Escalade sécuritaire et intervention privée
Face à une insécurité croissante en Afrique, des groupes djihadistes du Sahel aux menaces maritimes dans le golfe de Guinée, de nombreux gouvernements se tournent désormais vers les entreprises militaires et de sécurité privées (PMSCs). Des figures notoires comme le groupe Wagner au Mali, aux sociétés plus discrètes en Mozambique, au Nigeria et même au Kenya, ces entités opèrent souvent dans l’ombre, échappant à un contrôle public adéquat. Éroder la responsabilité démocratique et approfondir l’influence étrangère définissent de plus en plus le visage de la sécurité africaine.
Une continuité historique préoccupante
Le recours à des forces privées n’est pas nouveau en Afrique. Dans les années 1990, Executive Outcomes, une société sud-africaine, intervenait en Angola et en Sierra Leone, sécurisant des zones riches en diamants en échange de leur succès militaire. Bien que largement critiquée, cette intervention a pavé la voie pour les contractuels d’aujourd’hui. En 2021, le groupe Wagner, société militaire privée russe, a commencé ses opérations au Mali, apparemment en échange de l’accès à l’or et à d’autres ressources locales. Cela rappelle tristement des schémas anciens : des entrepreneurs profitant de la fragilité des États pour consolider des régimes en place et sécuriser des actifs lucratifs.
Des transactions lucratives et leurs conséquences
Au Soudan, les opératifs de Wagner sont arrivés dès 2017, par le biais d’une entreprise-facade appelée Meroe Gold, visant à sécuriser l’accès aux gisements d’or. En retour, Wagner aurait fourni des armes, des formations et un soutien politique aux Forces de soutien rapide, une entité clé du conflit civil en cours au Soudan. Cette formule-échange de sécurité contre de l’or-a alimenté l’instabilité du pays, générant une économie conflictuelle autour de ce que le magazine TIME en 2024 a qualifié de ‘or de sang’ alimentant les groupes armés via les marchés de l’or de Dubaï.
Problèmes d’imputabilité et de contrôles
Ces entreprises privées sont souvent payées en nature, par l’accès aux ressources naturelles comme l’or, le pétrole ou d’autres contrats logistiques, alimentant l’instabilité plutôt que la résolution des conflits. Priorisant la sécurité des investisseurs sur les droits des citoyens, elles peaufinent une économie militarisée extractive où les profits priment sur l’intérêt public.

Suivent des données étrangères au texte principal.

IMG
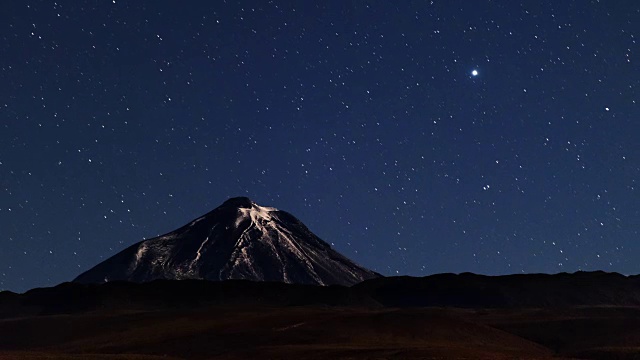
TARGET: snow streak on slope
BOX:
[76,198,378,285]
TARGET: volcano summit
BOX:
[74,197,380,285]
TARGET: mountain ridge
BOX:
[74,197,380,285]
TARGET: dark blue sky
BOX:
[0,0,640,291]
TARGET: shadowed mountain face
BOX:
[0,272,640,360]
[74,197,379,285]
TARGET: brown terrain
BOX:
[0,273,640,360]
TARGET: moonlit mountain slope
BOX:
[74,197,379,285]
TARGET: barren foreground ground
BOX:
[0,305,640,360]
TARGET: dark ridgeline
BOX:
[74,197,379,285]
[0,272,640,318]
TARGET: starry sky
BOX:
[0,0,640,291]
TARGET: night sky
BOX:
[0,0,640,291]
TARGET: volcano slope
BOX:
[0,273,640,359]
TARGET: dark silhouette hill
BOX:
[74,197,379,285]
[0,272,640,360]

Réformer les structures de supervision
Les gouvernements africains et les organisations régionales pourraient imposer des cadres réglementaires plus stricts pour les PMSCs, y compris une transparence contractuelle publique et des directives opérationnelles strictes. Impliquer les parlements, la société civile et les organismes de surveillance régionaux pourrait également renforcer la supervision et promouvoir la création d’une convention dirigée par l’Union Africaine sur la sécurité privée, adaptée aux contextes africains.
L’ultime défi : restaurer la confiance publique
Alors que les PMSCs se multiplient à travers le continent, non seulement elles reconfigurent les champs de bataille, mais elles ébranlent aussi les fondements de la gouvernance démocratique. Pour relever ce défi, il est impératif de défendre les principes d’imputabilité, de souveraineté et de transparence, ce qui signifie construire de nouveau des institutions sécuritaires ancrées dans la confiance et le consentement public, et s’adaptant à l’évolution rapide du paysage géopolitique global.